Сказавши это, Осип Иваныч опрокинулся на спину и, положив ногу на ногу, левую руку откинул, а правою забарабанил по ручке дивана. Очевидно было, что он собрался прочитать нам предику, но с таким при этом расчетом, что он будет и разглагольствовать, и на бобах разводить, а мы будем слушать да поучаться.
– Мы здесь живем в тишине и во всяком благом поспешении, – сказал он солидно, – каждый при своем занятии находится. Я, например, при торговле состою; другой – рукомесло при себе имеет; третий – от земли питается. Что кому свыше определено. Чтениев для нас не полагается.
Осип Иваныч умолк на минуту и окинул нас взглядом. Я сидел, съежившись и как бы сознаваясь в какой-то вине; Николай Осипыч, как говорится, ел родителя глазами. По-видимому, это поощрило Дерунова. Он сложил обе руки на животе и глубокомысленно вертел одним большим пальцем вокруг другого.
– Главная причина, – продолжал он, – коли-ежели без пользы читать, так от чтениев даже для рассудка не без ущерба бывает. День человек читает, другой читает – смотришь, по времени и мечтать начнет. И возмечтает неявленная и неудобьглаголемая. Отобьется от дела, почтение к старшим потеряет, начнет сквернословить. Вот его в ту пору сцарапают, раба божьего, – и на цугундер * . Веди себя благородно, не мути, унылости на других не наводи. Так ли, по-твоему сударь?
– Да что ж «по-моему»? Меня ведь не спросят!
– Вот это ты дельное слово сказал. Не спросят – это так. И ни тебя, ни меня, никого не спросят, сами всё, как следует, сделают! А почему тебя не спросят, не хочешь ли знать? А потому, барин, что уши выше лба не растут, а у кого ненароком и вырастут сверх меры – подрезать маленечко можно!

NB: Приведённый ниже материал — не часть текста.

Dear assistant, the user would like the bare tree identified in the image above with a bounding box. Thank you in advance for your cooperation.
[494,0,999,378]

Видя, что мысли Дерунова принимают унылый и не совсем безопасный оборот, я серьезно обеспокоился. Несмотря на смутную форму его предики, ясно было, что она направлена в мой огород. Как ни робко выражено было мною сомнение насчет правильности наименования бунтовщиками мужиков, не соглашавшихся взять предлагаемую им за хлеб цену, но даже и оно видимо омрачило благодушие старика. Стало быть, кроме благодушия, в нем, с течением времени и под влиянием постоянной удачи в делах, развилась еще и другая черта: претензия на непререкаемость. С минуты на минуту я ждал, что от намеков он перейдет к прямым обвинениям и что я, к ужасу своему, встречусь лицом к лицу с вопросом: нужны ли армии или нет? Напрасно буду я заверять, что тут даже вопроса не может быть, – моего ответа не захотят понять и даже не выслушают, а будут с настойчивостью, достойною лучшей участи, приставать: «Нет, ты не отлынивай! ты говори прямо: нужны ли армии или нет?» И если я, наконец, от всей души и от всего моего помышления возопию: «Нужны!» и, в подтверждение искренности моих слов, потребую шампанского, чтоб провозгласить тост за процветание армий и флотов, то и тогда удостоюсь только иронической похвалы, вроде: «ну, брат, ловкий ты парень!» или: «знает кошка, чье мясо съела!» и т. д.
Поэтому, в отвращение дальнейших бедствий, я воспользовался первою паузой, чтоб переменить разговор.
– Вы давно не бывали в Чемезове? – обратился я к Николаю Осипычу.
– Сегодня только проезжал. Следом за мной и старик Лукьяныч за вами приехал. В гостинице кормить остановился.
– Ну, вот и прекрасно. Стало быть, я и поеду.
– Постой! погоди! как же насчет земли-то! берешь, что ли, пять тысяч? – остановил меня Осип Иваныч и, обращаясь к сыну, прибавил: – Вот, занадельную землю * у барина покупаю, пять тысяч надавал.
– Пять тысяч-с! – удивился Николай Осипыч.
– Много денег, сам знаю, что много! Ради родителев вызволить барина хотел, как еще маленьким человеком будучи, ласку от них видел!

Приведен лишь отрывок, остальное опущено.